On average Michigan sees 100 new cases a day and the state is still 8 percentage points away from reaching 70 percent.

Dr. Paul Entler who serves as vice president of quality and performance improvement at Sparrow Health said that vaccine hesitancy isn’t rooted in a lack of knowledge, instead, it’s a lack of trust.

Dr. Paul Entler who serves as vice president of quality and performance improvement

“For each patient, we have a discussion and it’s a really non-judgemental way of approaching it. It’s actually been quite effective at getting patients at some point for acceptance of the vaccine,” Entler said.

Although big vaccine incentives like shot lotteries are popular across the United States Dr. Debra Furr-Holden an epidemiologist with Michigan State University, questions whether they’re the best approach.

Dr. Debra Furr-Holden, Epidemiologist with Michigan State University

“I question the ethics of using these approaches because I think if people really had a good sense of the benefit of the vaccine and relative to the risk of contracting COVID, I think we’d see a lot more people in the absence of any incentive who would be a yes to the vaccine,” she said.

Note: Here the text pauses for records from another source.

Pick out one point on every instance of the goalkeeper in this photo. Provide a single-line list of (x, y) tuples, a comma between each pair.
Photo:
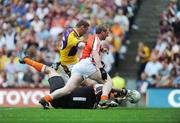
[(82, 97)]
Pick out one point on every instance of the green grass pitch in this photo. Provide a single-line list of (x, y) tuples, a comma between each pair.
[(111, 115)]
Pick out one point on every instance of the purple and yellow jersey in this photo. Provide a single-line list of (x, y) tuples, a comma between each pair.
[(69, 47)]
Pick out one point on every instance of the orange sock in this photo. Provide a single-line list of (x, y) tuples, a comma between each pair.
[(48, 98), (104, 97), (38, 66)]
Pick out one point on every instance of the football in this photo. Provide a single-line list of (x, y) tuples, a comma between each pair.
[(133, 96)]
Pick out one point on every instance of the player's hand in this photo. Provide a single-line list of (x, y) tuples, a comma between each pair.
[(103, 73)]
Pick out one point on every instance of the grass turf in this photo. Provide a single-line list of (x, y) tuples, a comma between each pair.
[(112, 115)]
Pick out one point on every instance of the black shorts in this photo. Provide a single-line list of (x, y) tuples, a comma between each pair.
[(80, 98)]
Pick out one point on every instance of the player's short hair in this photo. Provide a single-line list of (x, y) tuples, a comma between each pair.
[(101, 28), (82, 23)]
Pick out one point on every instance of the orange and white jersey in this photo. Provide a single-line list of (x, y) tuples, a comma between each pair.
[(93, 44)]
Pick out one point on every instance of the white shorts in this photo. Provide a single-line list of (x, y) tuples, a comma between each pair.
[(85, 68), (63, 73)]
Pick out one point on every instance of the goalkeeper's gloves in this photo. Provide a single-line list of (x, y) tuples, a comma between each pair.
[(103, 73), (56, 65)]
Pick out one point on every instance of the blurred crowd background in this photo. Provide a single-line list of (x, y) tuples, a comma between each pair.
[(34, 25), (160, 66)]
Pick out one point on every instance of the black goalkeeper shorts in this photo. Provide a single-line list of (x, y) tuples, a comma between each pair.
[(80, 98)]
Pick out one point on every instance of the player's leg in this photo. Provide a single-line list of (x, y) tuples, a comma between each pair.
[(107, 86), (72, 83)]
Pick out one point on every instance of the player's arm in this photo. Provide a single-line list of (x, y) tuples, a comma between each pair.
[(81, 45), (96, 58)]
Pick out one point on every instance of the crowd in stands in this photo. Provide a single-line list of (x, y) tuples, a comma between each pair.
[(160, 67), (34, 25)]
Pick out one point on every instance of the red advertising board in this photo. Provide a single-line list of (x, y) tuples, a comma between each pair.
[(21, 97)]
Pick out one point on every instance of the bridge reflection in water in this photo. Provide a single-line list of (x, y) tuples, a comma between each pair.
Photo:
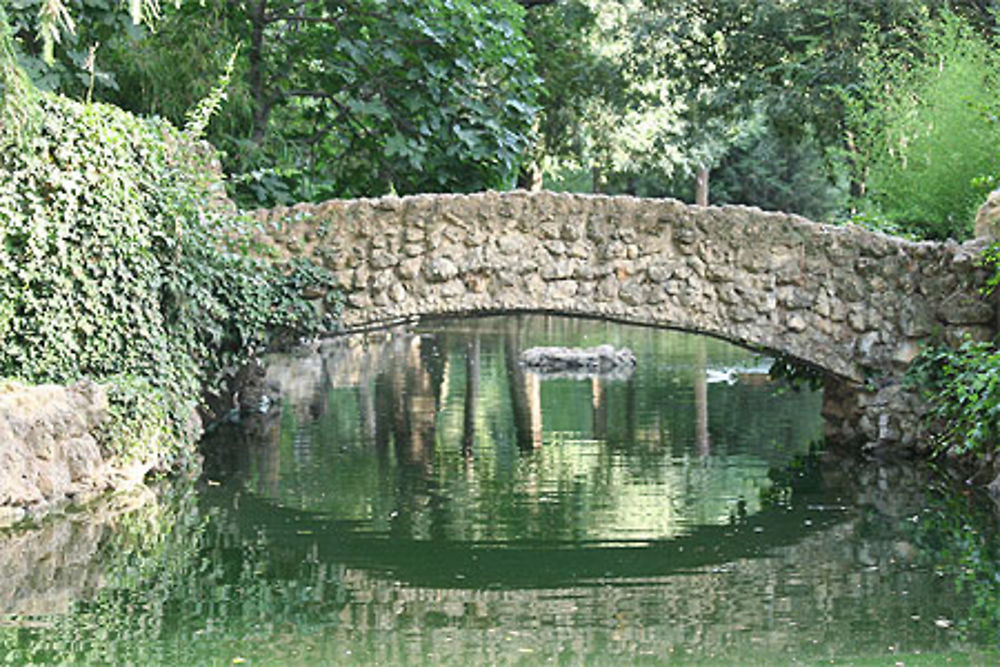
[(392, 512), (453, 417), (471, 509)]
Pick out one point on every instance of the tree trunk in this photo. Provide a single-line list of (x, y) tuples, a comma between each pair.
[(701, 186), (255, 77)]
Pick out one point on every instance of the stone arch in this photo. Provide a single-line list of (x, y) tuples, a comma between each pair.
[(852, 302)]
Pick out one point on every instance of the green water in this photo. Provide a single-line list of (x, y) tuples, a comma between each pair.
[(419, 498)]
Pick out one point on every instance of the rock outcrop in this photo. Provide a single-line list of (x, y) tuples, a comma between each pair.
[(49, 451)]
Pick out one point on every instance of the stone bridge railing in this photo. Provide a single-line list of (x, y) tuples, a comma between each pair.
[(850, 301), (854, 303)]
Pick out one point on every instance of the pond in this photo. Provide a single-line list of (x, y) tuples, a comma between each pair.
[(418, 497)]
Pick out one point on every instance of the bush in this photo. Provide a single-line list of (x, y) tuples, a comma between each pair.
[(116, 264)]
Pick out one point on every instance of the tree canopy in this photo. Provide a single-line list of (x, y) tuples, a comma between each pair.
[(339, 98)]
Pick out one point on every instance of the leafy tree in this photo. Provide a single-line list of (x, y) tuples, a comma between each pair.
[(352, 98), (926, 118)]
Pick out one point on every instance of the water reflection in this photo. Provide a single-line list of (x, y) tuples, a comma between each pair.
[(394, 511), (443, 432)]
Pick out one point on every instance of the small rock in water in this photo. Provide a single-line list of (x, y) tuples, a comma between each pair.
[(603, 358)]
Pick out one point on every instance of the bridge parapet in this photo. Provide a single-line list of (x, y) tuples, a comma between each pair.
[(850, 301)]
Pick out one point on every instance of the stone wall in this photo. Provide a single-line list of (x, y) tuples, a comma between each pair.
[(849, 301)]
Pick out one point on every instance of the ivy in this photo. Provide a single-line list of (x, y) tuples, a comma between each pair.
[(962, 387), (117, 263)]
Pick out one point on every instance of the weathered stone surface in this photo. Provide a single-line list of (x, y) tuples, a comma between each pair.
[(856, 303), (49, 453), (600, 359)]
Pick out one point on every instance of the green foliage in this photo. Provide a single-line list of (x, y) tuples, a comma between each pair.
[(364, 98), (925, 119), (798, 374), (962, 387), (116, 264), (957, 535), (764, 168)]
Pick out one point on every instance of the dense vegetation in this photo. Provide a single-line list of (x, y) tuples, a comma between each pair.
[(113, 264), (883, 113)]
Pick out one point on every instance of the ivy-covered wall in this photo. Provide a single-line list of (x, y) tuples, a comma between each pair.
[(117, 264)]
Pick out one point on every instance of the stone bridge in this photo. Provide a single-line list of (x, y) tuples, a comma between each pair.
[(854, 303)]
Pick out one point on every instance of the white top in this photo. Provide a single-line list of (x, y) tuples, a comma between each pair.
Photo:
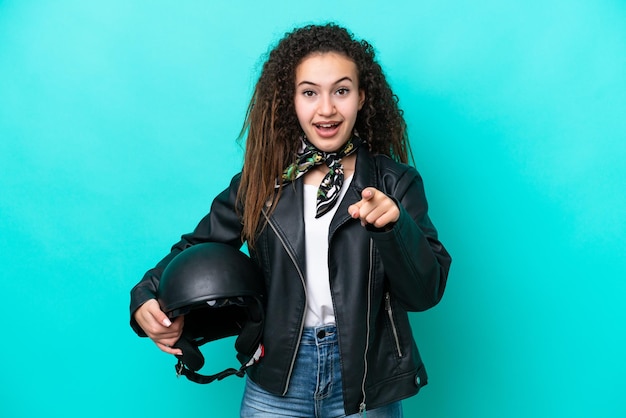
[(319, 301)]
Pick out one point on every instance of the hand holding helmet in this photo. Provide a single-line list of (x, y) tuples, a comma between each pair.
[(158, 326)]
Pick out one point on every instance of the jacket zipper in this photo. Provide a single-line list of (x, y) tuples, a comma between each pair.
[(293, 260), (393, 323), (367, 327)]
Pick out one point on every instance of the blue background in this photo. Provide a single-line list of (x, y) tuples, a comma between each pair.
[(118, 122)]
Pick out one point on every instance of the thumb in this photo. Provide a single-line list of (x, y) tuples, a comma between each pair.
[(158, 314), (367, 193)]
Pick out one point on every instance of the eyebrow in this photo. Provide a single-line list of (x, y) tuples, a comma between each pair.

Ohio launched its own vaccine lottery to boost its vaccine rate but results show that it may have created no significant effect. Instead, Furr-Holder suggests highly individualized efforts to reach all populations.

“I do think it’s now time for us to bring a scalpel to the problem and I think we should be vaccinating people on their front steps. I think we need paid days off for people for COVID vaccination.”